According to Florencio Nazareno, our local guide, these are the best preserved specimens along all of South America’s coast. In addition, they are considered the highest mangroves in the world… The importance of the ecosystem lies, among other things, in that it forms the habitat for mollusks, crustaceans and fish, functioning as a filter for sediment and nutrients which maintain water quality.
To walk along its 150-meter wooden path, it is essential to wear a cap, boots and a lot of repellent, especially in the rainy season: mosquitoes abound. Rubber boots, moreover, are useful for tackling one of the most fun activities in the reserve: ramear. This consists of walking on the muddy ground where the mangroves settle their giant roots.
You can’t finish your visit – which takes about an hour-and-a-half – without closing your eyes for a moment to listen to the forest’s natural symphony and inhale, deeply, the puffs of pure air that it bestows upon us.
Photo: Martín Jaramillo.
Mangroves in Mompiche, mangroves in Muisne, mangroves in Chamanga, mangroves in Portete, mangroves in the city of Esmeraldas. They are part of everyday life, they are part of the geography, the history, the literature, the identity…
Mangrove tours are more than a scenic ride… They are a window not only onto a hybrid natural world, a cross between continental and marine wildlife, extremely diverse and animated by beautiful birds and colorful crustaceans, but also onto the rich and unique way of life of communities who nourish themselves from their fabulous faunal diversity.

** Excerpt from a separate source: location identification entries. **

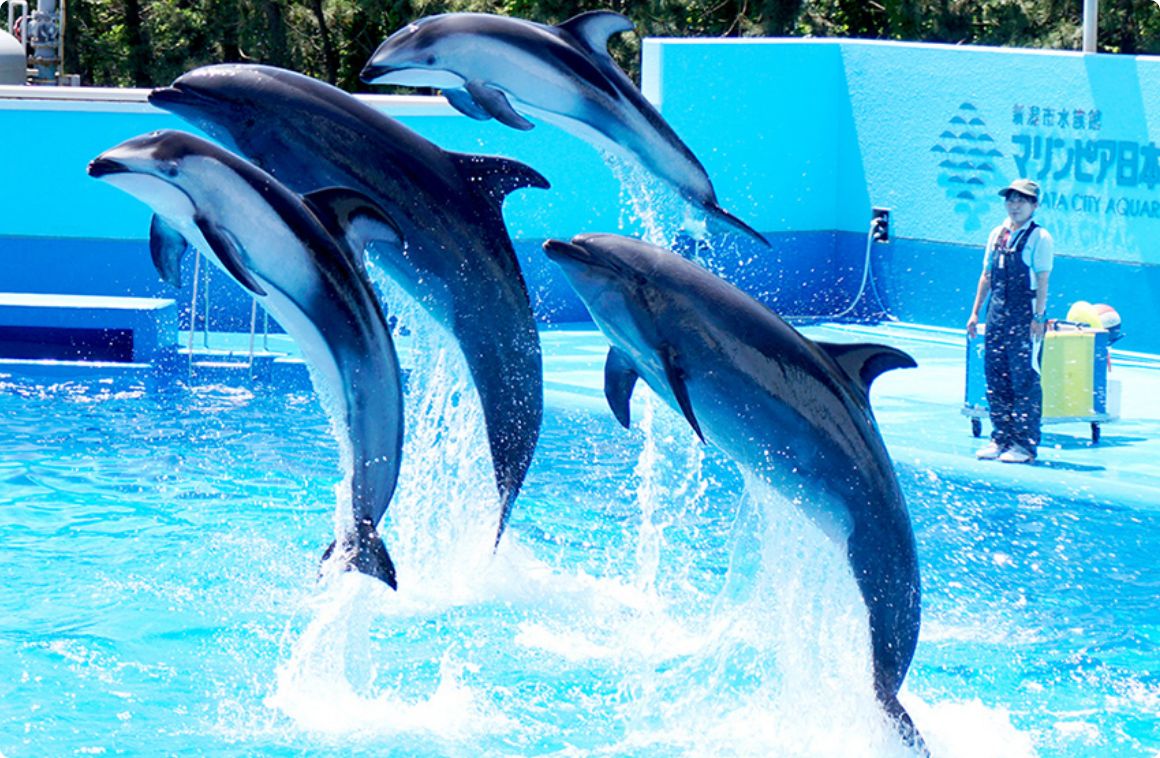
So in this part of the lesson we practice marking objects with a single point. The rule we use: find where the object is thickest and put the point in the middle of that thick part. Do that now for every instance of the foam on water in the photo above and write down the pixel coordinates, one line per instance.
(501, 651)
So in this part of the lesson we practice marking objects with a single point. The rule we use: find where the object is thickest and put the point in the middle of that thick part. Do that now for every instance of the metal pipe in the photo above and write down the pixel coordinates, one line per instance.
(193, 308)
(1090, 24)
(12, 15)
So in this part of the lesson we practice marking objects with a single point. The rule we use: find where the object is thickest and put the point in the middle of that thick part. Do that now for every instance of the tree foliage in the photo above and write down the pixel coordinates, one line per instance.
(146, 43)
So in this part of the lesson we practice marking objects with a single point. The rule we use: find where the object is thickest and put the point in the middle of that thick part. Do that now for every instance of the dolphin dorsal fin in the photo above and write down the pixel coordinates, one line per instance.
(620, 377)
(166, 246)
(498, 177)
(229, 252)
(594, 28)
(354, 218)
(863, 362)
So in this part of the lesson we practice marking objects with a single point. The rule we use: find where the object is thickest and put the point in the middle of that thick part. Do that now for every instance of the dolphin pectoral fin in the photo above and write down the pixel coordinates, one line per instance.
(594, 28)
(497, 103)
(863, 362)
(166, 246)
(365, 554)
(905, 726)
(737, 223)
(620, 380)
(227, 250)
(352, 216)
(462, 101)
(675, 376)
(500, 177)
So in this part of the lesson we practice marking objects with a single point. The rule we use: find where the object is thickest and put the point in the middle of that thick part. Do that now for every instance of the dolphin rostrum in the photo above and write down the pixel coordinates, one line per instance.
(297, 257)
(794, 411)
(458, 261)
(563, 74)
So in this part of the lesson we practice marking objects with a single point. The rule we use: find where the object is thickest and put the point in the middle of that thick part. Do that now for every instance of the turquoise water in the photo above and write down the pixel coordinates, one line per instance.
(159, 580)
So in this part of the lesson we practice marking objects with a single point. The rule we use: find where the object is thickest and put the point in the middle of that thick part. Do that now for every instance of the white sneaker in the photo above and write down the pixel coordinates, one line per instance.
(990, 453)
(1016, 454)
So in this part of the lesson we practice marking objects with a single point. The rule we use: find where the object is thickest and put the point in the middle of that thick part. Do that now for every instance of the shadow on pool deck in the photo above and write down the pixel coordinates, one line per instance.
(919, 412)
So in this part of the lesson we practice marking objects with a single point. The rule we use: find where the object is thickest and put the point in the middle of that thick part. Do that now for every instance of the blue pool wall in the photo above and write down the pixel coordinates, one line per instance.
(800, 137)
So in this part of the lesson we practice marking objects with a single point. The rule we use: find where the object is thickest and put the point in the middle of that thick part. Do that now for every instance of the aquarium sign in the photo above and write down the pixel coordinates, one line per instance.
(1080, 167)
(1074, 118)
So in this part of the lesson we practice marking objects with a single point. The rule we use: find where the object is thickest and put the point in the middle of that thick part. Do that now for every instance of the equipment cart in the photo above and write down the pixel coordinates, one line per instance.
(1074, 375)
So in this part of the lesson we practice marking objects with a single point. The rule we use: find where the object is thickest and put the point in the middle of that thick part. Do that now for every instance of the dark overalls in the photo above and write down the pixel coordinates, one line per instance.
(1013, 385)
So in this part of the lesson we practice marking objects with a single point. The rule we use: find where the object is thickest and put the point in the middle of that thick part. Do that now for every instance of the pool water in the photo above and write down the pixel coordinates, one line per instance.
(161, 593)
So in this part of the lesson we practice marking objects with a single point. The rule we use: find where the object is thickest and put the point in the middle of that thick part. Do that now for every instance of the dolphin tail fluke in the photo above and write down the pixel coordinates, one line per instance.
(905, 726)
(737, 223)
(364, 551)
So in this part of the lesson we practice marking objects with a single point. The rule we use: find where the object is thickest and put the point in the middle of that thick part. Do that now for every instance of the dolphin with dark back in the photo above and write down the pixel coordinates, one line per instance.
(563, 74)
(458, 261)
(302, 259)
(794, 411)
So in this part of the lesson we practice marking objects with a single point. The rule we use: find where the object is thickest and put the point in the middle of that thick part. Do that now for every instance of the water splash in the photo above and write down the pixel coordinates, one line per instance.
(516, 652)
(649, 203)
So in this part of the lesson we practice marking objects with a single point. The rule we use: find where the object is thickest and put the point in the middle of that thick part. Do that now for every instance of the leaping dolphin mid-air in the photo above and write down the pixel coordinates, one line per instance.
(458, 261)
(794, 411)
(563, 74)
(297, 255)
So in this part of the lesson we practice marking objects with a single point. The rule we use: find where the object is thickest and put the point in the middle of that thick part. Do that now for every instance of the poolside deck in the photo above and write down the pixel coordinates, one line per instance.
(919, 411)
(920, 416)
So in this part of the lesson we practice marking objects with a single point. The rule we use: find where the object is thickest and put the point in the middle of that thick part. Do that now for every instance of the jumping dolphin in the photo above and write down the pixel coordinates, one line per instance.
(458, 261)
(297, 257)
(794, 411)
(563, 74)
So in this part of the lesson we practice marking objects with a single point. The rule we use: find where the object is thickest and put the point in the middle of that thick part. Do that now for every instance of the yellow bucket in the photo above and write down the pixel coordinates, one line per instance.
(1068, 359)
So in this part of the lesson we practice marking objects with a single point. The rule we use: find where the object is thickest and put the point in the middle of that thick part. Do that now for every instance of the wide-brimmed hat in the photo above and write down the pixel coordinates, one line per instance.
(1023, 187)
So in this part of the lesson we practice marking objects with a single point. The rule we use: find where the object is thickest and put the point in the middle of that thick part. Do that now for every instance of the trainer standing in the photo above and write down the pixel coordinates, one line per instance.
(1016, 266)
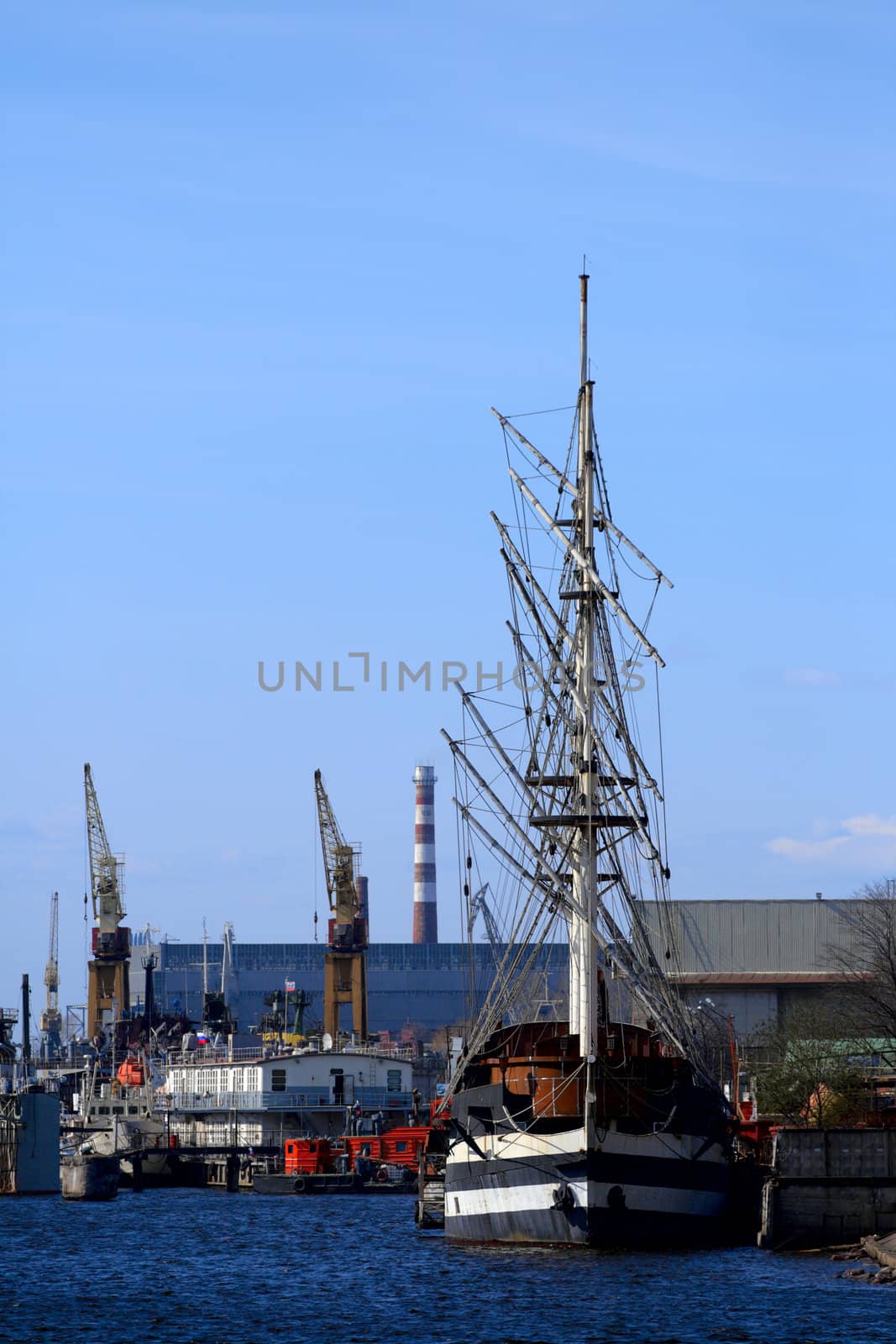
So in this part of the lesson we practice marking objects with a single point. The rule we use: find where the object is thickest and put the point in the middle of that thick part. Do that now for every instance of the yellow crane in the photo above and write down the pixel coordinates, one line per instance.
(51, 1018)
(109, 971)
(345, 956)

For communities that rely on them, mangroves offer an invaluable world of resources. Sea bass, river snails, river shrimp, several species of crab including the iconic blue crab, local fish like canchimala and tilapia, river clams… Where mangroves are healthy, fishing is excellent and varied, and if they were to disappear, the food source of all seafood lovers would drift towards increasingly more dangerous waves. Not to mention that mangroves provide coastal communities protection against flooding and erosion.
Esmeraldas is one of the few cities with mangroves so close to the urban center, a mangrove bed protected by the community tourism project of Pianguapí (a small forest village between Tachina and the city of Esmeraldas). Locals harvest succulent mangoes, bananas… and the finest cacao! They live in a true natural paradise and from their grills, they can prepare delights of the day’s catch.
The challenges begin with the waste from other parts of the bay and ocean, which wash up along the shore. There is also the threat of the urban frontier, in addition to the most obvious enemy of most mangrove beds: shrimp farms. It is a serious problem in many places. And the struggle is complex.
Artisanal fishermen are defenseless, especially when harvesting black shells, central to their sustenance, which has led to the indiscriminate sale of immature shells. By stopping the reproductive cycle of the species, extinction appears imminent. What would become of Ecuador’s cuisine without the beloved black conch ceviche?
Photo: Martín Jaramillo.
It is a sad fact that Muisne, for example, a small coastal enclave that began to promote visits to its mangroves before most other communities of the Ecuadorian coastline, has witnessed the drastic decline of this tourist resource due to shrimp farms, reducing its mangrove beds from 25,000 hectares to only 5,000 in a period of 30 years.
Organized mangrove conservation projects, are needed today more than ever across the province. The local inhabitants shall then be able to create strategies for their territories and reach joint conclusions to define where to fish, where to harvest conch, when and where to offer tourist activities, what are no-go zones and what to conserve to create the correct buffer zones. The mangroves protect and give value, and for many communities, may ultimately be their only salvation.